Fair Play by Tove Jansson

And she'd search on, all the while afraid that they'd encounter something fantastic--one of those never-to-be-repeated street events that would play out before their eyes just as the film ran out--and then have to wonder.

Fair Play is the third book I've read by Tove Jansson, and the first I've reviewed. All three books put together only totally a little over 300pp, so they're not big time investments, and the writing is often so simple as to seem shallow--I put down the wonderful Summer Book the first time I picked it up because it seemed like a little bit of nothing--but Jansson's seemingly simplistic prose is like the tip of the iceberg. Hemingway would be proud of the amount Jansson is willing to leave submerged.

Fair Play is about two women in their 70s, Mari and Jonna, and their lives together on a small island--similar to the one in The Summer Book, though no connection is ever explicitly stated--and their lives together as they create art and capture life through their stories, drawing, and videos. Like The Summer Book, the stories in Fair Play are clearly related without ever being completely clear on chronology or exposing any strong narrative throughline. The characters and their experiences together are the story, such as it is. In one of the vignettes, Mari is talking to Jonna about a story she's working on, and reads Jonna an excerpt:

Bosse said, "And why should it all fit together? In what way? What did you expect?"

"Some sort of meaning to it all."

"Stop," Jonna said. "You said that earlier. You're going on and on about it,"

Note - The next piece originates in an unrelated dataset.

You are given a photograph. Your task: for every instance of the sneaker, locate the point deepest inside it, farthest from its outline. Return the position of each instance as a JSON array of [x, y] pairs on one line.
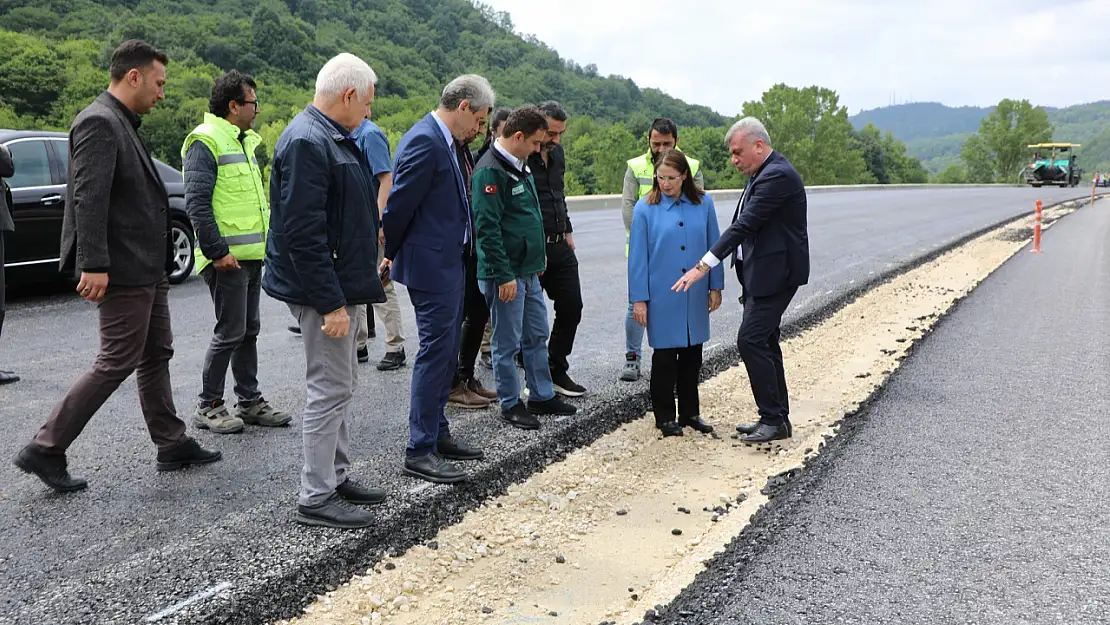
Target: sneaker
[[462, 396], [359, 494], [392, 360], [566, 386], [262, 413], [335, 512], [214, 416], [631, 371], [474, 386], [554, 405], [188, 452]]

Funny, but also a simple but profound truth about how we view our own stories--we want to be the center of some event, some narrative that has a distinct ending. But Fair Play ends without a proper ending--Jonna is given an opportunity to work alone in France for a year, and Mari encourages it, dreaming of what she'll accomplish in her own solitude, and we're never told if they even meet again, certainly not guaranteed given their ages. Such is life. But the last words of the book are quite moving its own simple way, and, I think, true:

Mari was hardly listening. A daring thought was taking shape in her mind. She began to anticipate a solitude of her own, peaceful and full of possibility. She felt something close to exhilaration, of a kind that people can permit themselves when they are blessed with love.

Note: I wanted to talk a little bit about how this seems like a really lovely portrait of a lesbian relationship, but since Jansson is never explicit, I decided not to be either--the intro didn't mention it but given Jansson's life it's at least an interesting way to approach the work.